Quell’uomo era umano, dopotutto.
Non appena lo sconosciuto lo spinse sul sedile del passeggero e gli allacciò la cintura di sicurezza, la paura cominciò a diminuire, e Colin si ritrovò completamente sconvolto. Riprese a respirare quasi normalmente e osservò l’uomo-ascia fare il giro dell’auto sotto la luce bianca. Era un gigante e sollevò ciò che rimaneva della sua vittima senza alcuna fatica.
Quel corpo macchiato di sangue era privo di vita, perfetto da utilizzare come manichino sul set di un film. Forse c’era ancora una possibilità che si trattasse di uno scherzo?
Colin si leccò le labbra, ma il sapore metallico che sentì non lasciava spazio a dubbi. Era sangue vero.
Quando l’uomo-ascia aprì lo sportello e lanciò il corpo sul sedile, qualcosa esplose in Colin. Le urla non sembrarono nemmeno provenire da lui e cominciò ad agitarsi. La cintura di sicurezza non serviva a proteggerlo, ma era un altro modo per tenerlo prigioniero.
Non poteva respirare.
Non era possibile che stesse succedendo a lui.

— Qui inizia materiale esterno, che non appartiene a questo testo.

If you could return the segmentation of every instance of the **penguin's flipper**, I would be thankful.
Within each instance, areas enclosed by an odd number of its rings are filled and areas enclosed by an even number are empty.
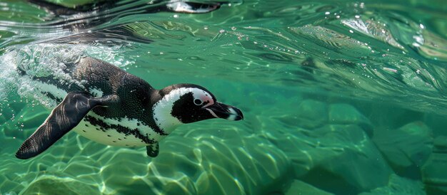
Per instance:
[[[78,125],[90,110],[106,105],[111,99],[109,96],[94,98],[84,92],[69,93],[44,124],[25,140],[16,157],[26,159],[37,156]]]
[[[148,156],[151,157],[156,157],[157,155],[159,155],[159,151],[160,151],[159,142],[146,146],[146,149],[147,150],[146,153]]]

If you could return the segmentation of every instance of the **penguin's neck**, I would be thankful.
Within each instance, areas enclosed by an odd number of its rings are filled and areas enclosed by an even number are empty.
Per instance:
[[[158,90],[154,93],[159,94]],[[184,124],[171,114],[174,103],[180,98],[180,91],[173,90],[169,94],[159,97],[153,107],[154,120],[160,130],[170,134],[176,128]]]

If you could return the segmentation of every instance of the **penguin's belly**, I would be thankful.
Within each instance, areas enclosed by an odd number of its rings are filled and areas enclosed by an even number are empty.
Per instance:
[[[91,122],[92,120],[95,122]],[[122,122],[123,120],[125,122]],[[158,142],[163,138],[152,132],[150,127],[139,125],[137,123],[127,119],[115,120],[104,118],[90,112],[73,130],[92,141],[118,147],[147,146]],[[122,125],[121,131],[114,128],[118,125]],[[132,125],[134,127],[129,127]],[[123,128],[127,128],[128,130],[123,132]]]
[[[143,147],[148,145],[148,144],[146,144],[143,140],[133,135],[126,135],[114,129],[102,130],[100,129],[100,127],[94,126],[88,121],[83,120],[73,130],[90,140],[106,145],[118,147]]]

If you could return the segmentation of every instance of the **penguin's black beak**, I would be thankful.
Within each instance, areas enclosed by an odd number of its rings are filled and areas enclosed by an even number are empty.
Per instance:
[[[204,107],[211,115],[216,118],[223,118],[229,120],[240,120],[243,119],[243,115],[238,108],[216,102],[215,104]]]

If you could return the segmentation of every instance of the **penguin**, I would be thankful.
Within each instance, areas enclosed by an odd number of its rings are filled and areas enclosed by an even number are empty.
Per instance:
[[[66,64],[61,75],[36,75],[18,66],[36,89],[57,106],[16,153],[26,159],[44,152],[73,130],[97,142],[146,147],[155,157],[159,142],[182,124],[208,119],[243,119],[236,107],[218,102],[204,87],[176,84],[154,89],[141,78],[91,57]]]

La testa della vittima era priva di una parte di carne e ossa.
L’assassino sbatté lo sportello e salì in auto. Invece di mettere in moto, lo schiaffeggiò con la sua mano enorme con tanta forza, da fargli sbattere la testa contro il sedile. Colin smise di piangere subito, ma gli sfuggì un singhiozzo strozzato.
L’uomo sbuffò come se quella situazione fosse un problema per lui, e avvicinò un dito alle labbra per fargli capire di stare zitto. Rimase paralizzato sul sedile non appena notò i suoi occhi minacciosi. Considerato il cadavere sui sedili posteriori, avrebbe fatto meglio a dargli retta.

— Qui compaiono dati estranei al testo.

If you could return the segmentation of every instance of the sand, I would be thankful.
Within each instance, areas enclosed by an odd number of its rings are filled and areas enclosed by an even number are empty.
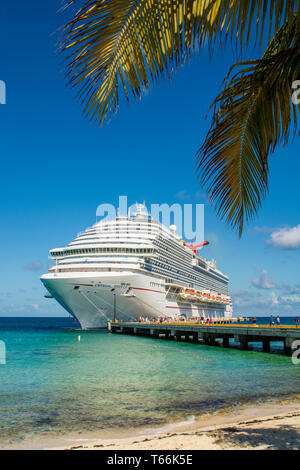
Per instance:
[[[2,442],[0,449],[299,450],[300,397],[238,405],[160,429],[34,438]]]

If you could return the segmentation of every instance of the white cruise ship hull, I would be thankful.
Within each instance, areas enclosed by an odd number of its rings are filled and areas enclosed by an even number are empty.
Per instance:
[[[225,317],[226,305],[181,301],[164,282],[143,273],[48,273],[41,281],[83,329],[104,328],[108,321],[180,316]],[[188,286],[187,286],[188,287]]]

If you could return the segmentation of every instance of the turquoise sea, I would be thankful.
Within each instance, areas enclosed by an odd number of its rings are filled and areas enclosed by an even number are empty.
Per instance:
[[[300,366],[280,344],[266,354],[258,344],[240,351],[74,326],[71,318],[0,318],[2,442],[161,426],[300,392]]]

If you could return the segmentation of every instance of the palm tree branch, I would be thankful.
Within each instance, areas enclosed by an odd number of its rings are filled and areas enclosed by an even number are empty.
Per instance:
[[[257,212],[268,191],[268,156],[286,144],[297,106],[291,84],[300,73],[298,15],[280,28],[263,57],[241,62],[214,101],[197,171],[219,217],[237,228]],[[234,70],[231,69],[231,72]]]

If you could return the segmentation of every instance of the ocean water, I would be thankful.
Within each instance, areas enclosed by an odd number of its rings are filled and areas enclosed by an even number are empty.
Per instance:
[[[159,427],[300,392],[300,366],[280,344],[266,354],[259,345],[240,351],[74,326],[71,318],[0,318],[0,441]]]

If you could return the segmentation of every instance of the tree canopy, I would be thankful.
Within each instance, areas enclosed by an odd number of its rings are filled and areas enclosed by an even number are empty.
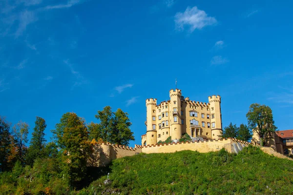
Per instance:
[[[265,105],[251,104],[246,117],[249,127],[259,136],[261,144],[265,143],[266,137],[272,136],[277,129],[274,125],[272,109]]]
[[[113,112],[110,106],[98,111],[95,117],[100,123],[91,122],[88,125],[90,138],[99,139],[116,144],[127,145],[134,140],[133,133],[129,127],[131,125],[127,113],[119,108]]]

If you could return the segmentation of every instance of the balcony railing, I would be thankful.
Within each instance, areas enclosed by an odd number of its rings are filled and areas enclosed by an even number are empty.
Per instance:
[[[194,124],[190,124],[190,127],[197,127],[197,128],[200,128],[200,125],[195,125]]]

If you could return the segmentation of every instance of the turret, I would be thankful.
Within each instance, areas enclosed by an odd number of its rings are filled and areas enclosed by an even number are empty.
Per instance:
[[[222,115],[221,114],[221,96],[212,96],[209,97],[210,112],[210,122],[211,127],[211,138],[217,139],[222,128]]]
[[[172,139],[181,138],[181,90],[176,89],[169,91],[170,134]]]
[[[157,143],[157,129],[158,127],[156,125],[156,120],[152,119],[156,117],[157,99],[146,99],[146,145],[156,144]],[[142,143],[142,145],[145,145]]]

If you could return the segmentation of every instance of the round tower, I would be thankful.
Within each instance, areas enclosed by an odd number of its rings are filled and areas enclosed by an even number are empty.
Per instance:
[[[211,138],[218,139],[219,138],[219,136],[223,132],[221,114],[221,96],[213,95],[209,97],[209,102],[210,112]]]
[[[155,145],[157,143],[157,129],[158,127],[156,125],[157,99],[146,99],[146,145]],[[154,119],[154,120],[153,120]],[[142,143],[144,145],[144,143]]]
[[[170,94],[170,134],[172,139],[181,138],[181,90],[171,89]]]

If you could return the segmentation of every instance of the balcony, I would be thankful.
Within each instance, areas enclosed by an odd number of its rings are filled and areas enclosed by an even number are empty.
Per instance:
[[[173,116],[178,116],[178,111],[173,111]]]
[[[197,128],[200,128],[200,125],[195,125],[194,124],[190,124],[190,127],[197,127]]]

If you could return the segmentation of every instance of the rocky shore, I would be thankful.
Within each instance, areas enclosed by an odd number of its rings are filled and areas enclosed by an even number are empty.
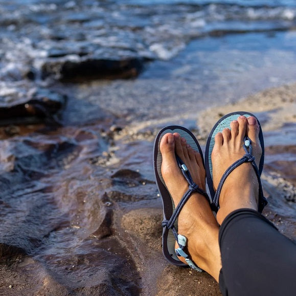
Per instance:
[[[263,214],[294,240],[295,102],[294,83],[167,120],[105,112],[80,125],[0,128],[0,294],[220,295],[207,273],[162,255],[154,138],[174,120],[204,147],[220,117],[254,112],[265,141]]]

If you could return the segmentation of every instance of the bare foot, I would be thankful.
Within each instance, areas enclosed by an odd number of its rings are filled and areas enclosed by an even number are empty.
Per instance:
[[[247,119],[240,116],[230,124],[231,130],[225,128],[215,137],[212,152],[213,180],[217,188],[222,175],[227,168],[245,153],[243,148],[246,135],[252,141],[253,155],[259,167],[262,149],[259,133],[259,127],[253,117]],[[231,212],[247,208],[258,210],[259,185],[254,168],[250,163],[244,163],[233,171],[226,179],[220,195],[220,209],[217,220],[221,224]]]
[[[185,139],[177,133],[165,134],[161,141],[160,150],[162,174],[175,206],[188,189],[188,183],[177,164],[175,152],[186,164],[193,181],[205,190],[206,172],[201,156],[187,144]],[[191,259],[217,281],[221,267],[218,232],[217,221],[206,198],[196,192],[192,193],[179,215],[178,232],[187,238],[185,251]],[[179,259],[185,263],[183,257]]]

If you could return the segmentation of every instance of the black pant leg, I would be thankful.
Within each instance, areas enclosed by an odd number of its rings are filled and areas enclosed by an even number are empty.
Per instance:
[[[256,211],[230,214],[219,232],[224,295],[296,295],[296,244]]]

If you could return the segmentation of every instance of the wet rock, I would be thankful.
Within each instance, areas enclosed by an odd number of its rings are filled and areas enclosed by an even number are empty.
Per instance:
[[[177,283],[177,284],[176,283]],[[221,295],[219,284],[207,272],[168,265],[159,276],[157,295]]]
[[[103,238],[110,236],[112,234],[112,224],[113,218],[113,212],[110,210],[106,210],[104,215],[100,215],[103,218],[101,222],[98,229],[92,234],[92,236],[97,238]]]
[[[66,96],[27,83],[3,83],[0,90],[0,125],[58,124]]]
[[[134,210],[122,217],[122,226],[144,240],[148,246],[160,251],[162,217],[160,209]]]
[[[26,255],[26,251],[22,248],[0,243],[0,258],[2,260],[11,260]]]
[[[143,60],[138,58],[118,60],[87,58],[78,60],[49,61],[41,67],[41,76],[43,79],[53,77],[63,81],[130,78],[137,76],[143,66]]]

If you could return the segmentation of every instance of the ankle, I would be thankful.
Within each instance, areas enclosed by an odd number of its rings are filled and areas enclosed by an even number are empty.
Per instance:
[[[217,220],[221,225],[231,213],[240,209],[258,210],[258,189],[253,186],[242,187],[239,185],[223,189],[219,200],[220,208]]]

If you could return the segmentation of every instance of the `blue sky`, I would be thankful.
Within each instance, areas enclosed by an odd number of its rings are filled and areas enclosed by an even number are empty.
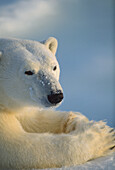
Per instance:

Dopo un momento di silenzio, l’uomo mise in moto, e la voce dell’audiolibro rimbombò nell’auto, facendo fremere Colin per via di quelle bugie.
Il telefono sul cruscotto tremò, creando una vibrazione che riecheggiò nelle sue ossa e lo fece singhiozzare di nuovo. Non sarebbe arrivato in tempo per la cena. Forse non sarebbe tornato mai più a casa.
Lo sconosciuto afferrò il cellulare e lo spense, poi si voltò verso Colin e lo spezzò in due come se fosse un ramoscello.
Era impossibile cambiare la propria vita senza delle conseguenze.
Aveva scelto la strada sbagliata verso casa.